Despite repeated statements from Israeli officials warning of impending Iranian attacks on its citizens visiting Turkey, Tehran has generally remained silent.
Israeli officials and media began issuing the warnings in the end of May and intensified alerts at the beginning of this week. Defense Minister Benny Gantz issued his latest statement on Saturday reiterating that there is a serious risk of attacks on Israelis in Turkey by Iranian networks.
“I call on all Israelis in Turkey to obey the instructions of the security forces,” Gantz said in a statement published by his office Saturday evening, adding, “Israel is working to thwart Iranian attempts to carry out an attack, and is preparing to respond forcefully to any attack on Israeli citizens — anywhere."
But Iranian officials have not directly responded to the serious accusations. Only Tasnim news agency affiliated with the Revolutionary Guard commented that the Israeli warnings to its citizens is “psychological war” against Iran.
Several individuals affiliated with the Revolutionary Guard have been killed or died mysteriously in recent weeks in Iran.
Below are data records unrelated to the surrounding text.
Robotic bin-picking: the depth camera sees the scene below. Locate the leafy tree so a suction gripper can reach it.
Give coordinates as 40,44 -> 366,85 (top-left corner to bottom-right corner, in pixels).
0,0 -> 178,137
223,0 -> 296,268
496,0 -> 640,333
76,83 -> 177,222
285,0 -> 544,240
These incidents are attributed to a covert war waged by Israel inside Iran. On Sunday, the hardline Resalat newspaper called for a hard response inside Israel to protect Iran’s reputation as a power in the region, but no mention was made of Israeli warnings about attacks in Turkey.
Gantz’s warning came two days after an Israeli media report on June 16 that Turkey bluntly warned Iran not to use its territory for anti-Israeli acts.
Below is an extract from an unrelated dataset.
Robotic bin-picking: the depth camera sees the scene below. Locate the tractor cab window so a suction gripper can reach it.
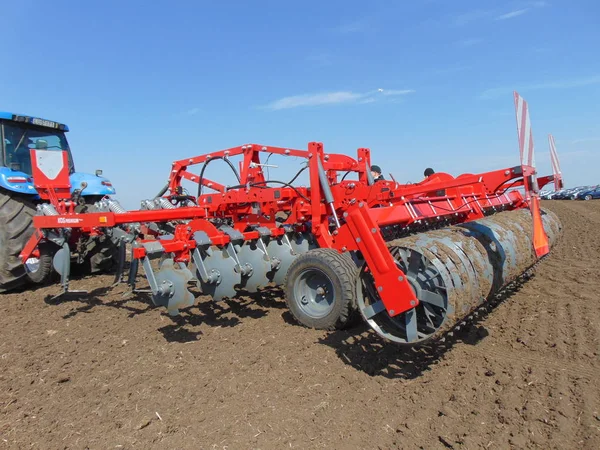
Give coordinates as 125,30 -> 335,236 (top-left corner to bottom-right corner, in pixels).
1,122 -> 75,175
So far there have been no incidents, but Israeli officials have been insisting that they are in close cooperation with Turkish security agencies to thwart any Iranian threat.
Although Turkish officials have been generally silent about the threat, but this could be due to the timing of the Israeli warnings coming at the beginning of Turkey’s tourism season. However, Ankara has not denied warnings of an Iranian threat coming from Israeli officials and media.
The silence from Tehran, however, might be more telling. The Islamic Republic finds itself in isolation, after earlier this month the International Atomic Energy Agency’s board of governors representing 35 nations, in a resolution passed with overwhelming majority criticized Tehran for lack of cooperation in an ongoing investigation of its past nuclear activities.
The debate in Iran now is about how to deal with the situation at hand and with a possible threat of more punitive actions by the United States and its European allies on the nuclear issue.
Moreover, Iran’s internal situation is becoming more precarious, with the economy seemingly in chaos and daily anti-government protests continuing since early May.
With strong public frustration over high inflation and government mismanagement, Iran’s leaders know that the people see this from the prism of their confrontational foreign policy. This could be one reason why they prefer not to remind the people of adventures abroad.
It is also possible that they know if they try to deny the Israeli accusations, information about the existence of a real threat might be revealed.
Israel channel 12 on Saturday reported that Israel’s Mossad and Turkish intelligence services had thwarted an attack over the past day, but no details or concrete source was mentioned.
“There are Israelis who were minutes from death and do not know it,” an unnamed defense official told Channel 13 news on Saturday according to Times of Israel. “Another day where we let out a sigh of relief that the attack did not happen.”